Like the others, I would recommend starting with two.

If you call your order in and go to pick it up, do so when you have an hour or two to spare. Harlan and Anthony are both experienced beeks and will let you pick their brains for enough info that the cost of the hives will be nothing compared to the value of their knowledge.


----------



## drobbins (Jun 1, 2005)

>he fell off the honey wagon some year ago, hit his head on a lit smoker and hasn't been quite right since

hey, I resemble that complement








I'd advise you not to let that Yankee come down here and tell you how to run your bees
2 mediums have 30% more volume than a single deep and are ideal for our balmy southern clime
just because Joel comes down to South Carolina for vacation he thinks he's an expert  

by the way, send iddee a PM and get the contact info for Reels Bee Supply
they're in Marion and are cheaper

Dave

[edit] dang, he beat me to it

[ January 14, 2007, 06:52 PM: Message edited by: drobbins ]


----------



## blammer (Jul 28, 2006)

yes I am looking at two.

I ordered a package of bees from Holberts. and am trying to get a NUC of NWC's from Mike.

thanks!
more suggestions welcome!


----------



## Oldbee (Sep 25, 2006)

I will vote with Randydrive and try to get two hives going.

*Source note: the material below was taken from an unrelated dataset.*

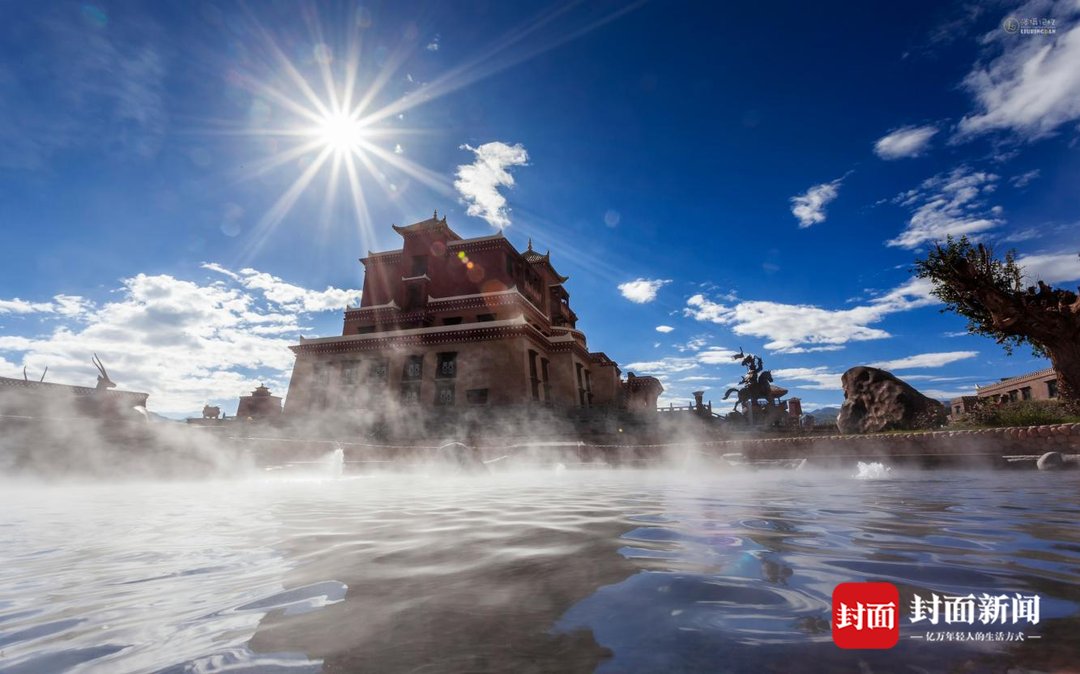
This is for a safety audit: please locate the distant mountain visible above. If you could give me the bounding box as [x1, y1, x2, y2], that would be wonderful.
[146, 412, 183, 423]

I started with one hive and lost that hive my first year; [a long story regarding a landlord]. My second year, I was able to combine a weak hive with a strong so that I had one hive [at least] to go through the winter. This past summer , 06; I was able to transfer some frames of brood from a strong hive to a weak hive while it reestablished itself with a new queen. When you first start out with only one hive and you realize you are "HAVING FUN" and become really interested then that one hive doesn't seem like "enough". You check on that [one] hive for about 15 to 25 minutes and then ask yourself; is this it; I have to close up "my hive" and "call it a day"??  . Good luck and happy BEEKEEPING!


----------



## wade (Apr 1, 2006)

I'd start with mediums and SC. Get the SC sheets from peggjam. The deal iddee pointed out looks good but you might get a similar deal using mediums. Regarding screened bottom boards. I'm not at all convinced that its the way to go, unless you get one that has a slide-out tray that is tight, and if you can get one of those then go for it, Otherwise just get a regular bottom board or make your own. The regular bottom board is the simplest piece of equipment to make. 

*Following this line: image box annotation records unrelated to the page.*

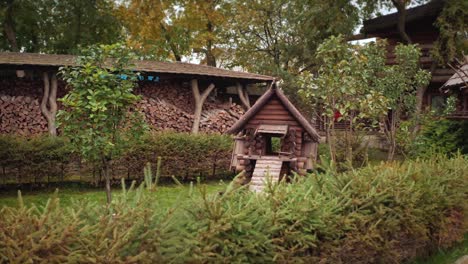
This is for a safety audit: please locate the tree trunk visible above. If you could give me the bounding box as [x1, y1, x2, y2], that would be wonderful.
[159, 22, 182, 62]
[236, 83, 250, 110]
[3, 0, 19, 52]
[191, 79, 215, 134]
[102, 157, 112, 204]
[41, 72, 57, 136]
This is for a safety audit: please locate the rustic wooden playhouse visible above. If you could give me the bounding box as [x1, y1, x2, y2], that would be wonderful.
[227, 84, 320, 191]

Forget the inner cover unless you get a kit that includes one. They come in handy for feeding and Winter configurations but as part of a standard set-up they suck.


----------



## Ruben (Feb 11, 2006)

I would go with two hives for sure, no questions asked. When I started out I was going with one hive and everyone here at BeeSource talked me into two hives and boy it took me five days to be glad I did because the first hive had a queen die the first week and I was able to use the other hive to help it along. My #1 recommendation would be to go to MB's website www.bushfarms.com and read up on his methods of all medium supers and everything about small cell if your going small cell. Good luck!


----------



## blammer (Jul 28, 2006)

Just gave Harlan a ring and will try to get my stuff later this week.

Thanks!


----------



## drobbins (Jun 1, 2005)

ok
what did you go with?
we need to know what "camp" you're in









Dave


----------



## wade (Apr 1, 2006)

Is Harlan the fella from Reel's? If so, good for you! But...if you're looking at SC then now is the time to do it. Save the foundation from Reel's for the honey supers. Buy some SC foundation. Look around and buy a queen or nuc from somebody that is working on selecting and propagating survivor queens, without chemicals. If you start out with a survivor-line queen and SC you're a year or two ahead of most, at least those that are looking away from chemicals.


----------



## blammer (Jul 28, 2006)

the camp I went with is, get a hive first! I mean get two of them.

well, I went with a single deep, wax wired in, I will inquire about small cell or large cell when there to see what they say. I'll probably get a shallow super while there and a queen excluder to start also. I won't put the queen excluder and the shallow (honey) super on till later but at least I'll have it handy. I'm 6' and 190 pounds so the deep brood box or deep super won't be a problem for me.

My club around here; all seems to be definitely in favor of a screened bottom board.


----------



## blammer (Jul 28, 2006)

I'm looking at the NWC bees and leaning towards the "survivor line"

at the next meeting I'll inquire about the Small Cell.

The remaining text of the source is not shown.